On se souvient que l’analyse de la kilonova associée à la fusion d’étoiles à neutrons observée le 17 août 2017 avait montré la présence d’un disque d’accrétion formé autour du trou noir nouveau-né qui devait être la source dominante des éléments lourds produits par capture rapide de neutrons dans le cataclysme. Or, des disques d’accrétion similaires doivent aussi se former dans les collapsars (qui correspondent au phénomène d’effondrement gravitationnel brutal d’une étoile très massive (plus de 30 masses solaires) en rotation rapide. Ces collapsars vont produire très vite une supernova et la création directe d’un trou noir, accompagné par une bouffée de rayons gamma collimatée de longue durée (une GRB longue).
Les
collapsars ont ainsi naturellement été soupçonnés de produire de nombreux
éléments lourds par le r-process. Daniel Siegel (Columbia University) et ses
collègues ont donc cherché à vérifier à quel niveau les collapsars pouvaient
participer à la production d’éléments lourds, et ils ont une des surprises. Ils
ont effectué des simulations complexes du collapse d’étoiles massives (de la magnétohydrodynamique
relativiste en 3D avec refroidissement neutrino), en faisant varier la masse du
disque d’accrétion afin d’évaluer la quantité d’éléments de nucléosynthèse qui
y est produite, notamment par capture neutronique rapide.
Les
chercheurs trouvent que la quantité d’éléments lourds produits par r-process,
qui est éjectée du disque d’accrétion formé autour du trou noir au cours de
l’explosion de la supernova qui suit
immédiatement, est suffisamment importante pour expliquer la
quasi-totalité des éléments lourds rencontrés partout dans l’Univers.
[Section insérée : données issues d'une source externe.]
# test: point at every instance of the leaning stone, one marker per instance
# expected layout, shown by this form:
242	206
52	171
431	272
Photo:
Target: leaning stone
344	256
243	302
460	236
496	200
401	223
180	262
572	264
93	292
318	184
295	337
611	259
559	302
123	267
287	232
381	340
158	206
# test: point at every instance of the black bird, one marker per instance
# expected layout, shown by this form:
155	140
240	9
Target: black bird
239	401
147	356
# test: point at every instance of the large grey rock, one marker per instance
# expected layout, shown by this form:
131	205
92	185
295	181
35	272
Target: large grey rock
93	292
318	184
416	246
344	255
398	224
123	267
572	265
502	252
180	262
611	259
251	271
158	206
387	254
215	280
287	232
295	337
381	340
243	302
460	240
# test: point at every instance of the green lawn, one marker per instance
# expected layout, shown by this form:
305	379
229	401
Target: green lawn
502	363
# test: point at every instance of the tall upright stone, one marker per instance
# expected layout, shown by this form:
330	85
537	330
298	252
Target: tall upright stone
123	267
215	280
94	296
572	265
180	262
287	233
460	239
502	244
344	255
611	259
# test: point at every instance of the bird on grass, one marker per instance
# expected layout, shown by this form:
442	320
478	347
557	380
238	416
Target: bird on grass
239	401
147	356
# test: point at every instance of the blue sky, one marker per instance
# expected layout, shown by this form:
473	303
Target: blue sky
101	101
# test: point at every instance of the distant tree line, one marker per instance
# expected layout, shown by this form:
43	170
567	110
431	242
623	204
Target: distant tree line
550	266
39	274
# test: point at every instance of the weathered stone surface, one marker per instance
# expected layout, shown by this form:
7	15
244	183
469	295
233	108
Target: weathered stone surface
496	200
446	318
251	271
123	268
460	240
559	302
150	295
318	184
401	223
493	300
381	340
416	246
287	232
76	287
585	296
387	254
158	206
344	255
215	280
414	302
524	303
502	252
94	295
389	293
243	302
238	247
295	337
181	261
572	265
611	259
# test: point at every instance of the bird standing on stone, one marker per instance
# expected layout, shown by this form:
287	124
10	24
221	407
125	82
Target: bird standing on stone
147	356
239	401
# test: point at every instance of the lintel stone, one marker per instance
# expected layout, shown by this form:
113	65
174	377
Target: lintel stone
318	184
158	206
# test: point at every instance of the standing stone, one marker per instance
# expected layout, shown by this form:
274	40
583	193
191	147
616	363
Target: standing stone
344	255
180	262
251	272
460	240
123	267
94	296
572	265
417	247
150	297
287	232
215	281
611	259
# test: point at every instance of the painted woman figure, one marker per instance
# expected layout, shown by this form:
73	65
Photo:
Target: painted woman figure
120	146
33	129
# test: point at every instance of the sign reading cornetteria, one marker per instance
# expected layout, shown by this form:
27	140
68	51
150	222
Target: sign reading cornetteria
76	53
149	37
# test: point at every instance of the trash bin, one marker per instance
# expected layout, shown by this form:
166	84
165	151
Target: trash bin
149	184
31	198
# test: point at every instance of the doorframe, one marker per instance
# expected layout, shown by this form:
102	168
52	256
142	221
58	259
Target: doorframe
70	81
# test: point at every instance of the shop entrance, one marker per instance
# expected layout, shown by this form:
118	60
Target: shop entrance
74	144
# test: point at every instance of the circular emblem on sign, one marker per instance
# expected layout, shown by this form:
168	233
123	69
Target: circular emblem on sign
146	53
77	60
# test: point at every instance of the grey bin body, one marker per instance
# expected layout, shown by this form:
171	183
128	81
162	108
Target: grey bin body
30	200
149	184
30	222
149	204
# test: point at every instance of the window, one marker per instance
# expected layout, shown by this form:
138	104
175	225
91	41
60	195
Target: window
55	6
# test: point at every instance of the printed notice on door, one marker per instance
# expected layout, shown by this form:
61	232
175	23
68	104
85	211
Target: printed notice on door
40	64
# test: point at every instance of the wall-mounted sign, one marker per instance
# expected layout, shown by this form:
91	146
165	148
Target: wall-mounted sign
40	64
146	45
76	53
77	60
Ils
montrent que la rareté de ce phénomène de collapsar, par rapport aux phénomènes
de fusion d’étoiles à neutron, est compensée par la plus grande quantité de
noyaux lourds produite. La proportion que Siegel et ses collaborateurs
calculent vaut 80%. Les collapsars pourraient être responsables de 80% des
éléments lourds de la table périodique de Mendeleiev, contre seulement 20% pour
les fusions d’étoiles à neutrons…
Comme
les collapsars apparaissent surtout parmi les premières générations d’étoiles,
la trouvaille de Siegel et ses collaborateurs trouve une explication naturelle
à l’observation mal comprise de la présence d’étoiles de notre Galaxie qui sont
pauvres en métaux mais très enrichies en éléments lourds comme l’europium. On
peut observer par exemple une certaine augmentation de l’abondance relative de
l’europium par rapport au fer quand la métallicité augmente (un indicateur du
temps via les générations d’étoiles successives), mais cette augmentation dans
le temps, d’après les spécialistes, est incohérente avec une origine de type
fusion d’étoiles à neutrons, dont le nombre est censé diminuer comme l’inverse
de la durée. Les astrophysiciens américains montrent qu’une population de
collapsars peut beaucoup mieux expliquer les ratios europium/fer qui sont
observés en fonction de l’âge des étoiles.
Enfin,
une autre observation vient encore conforter le résultat des chercheurs américains.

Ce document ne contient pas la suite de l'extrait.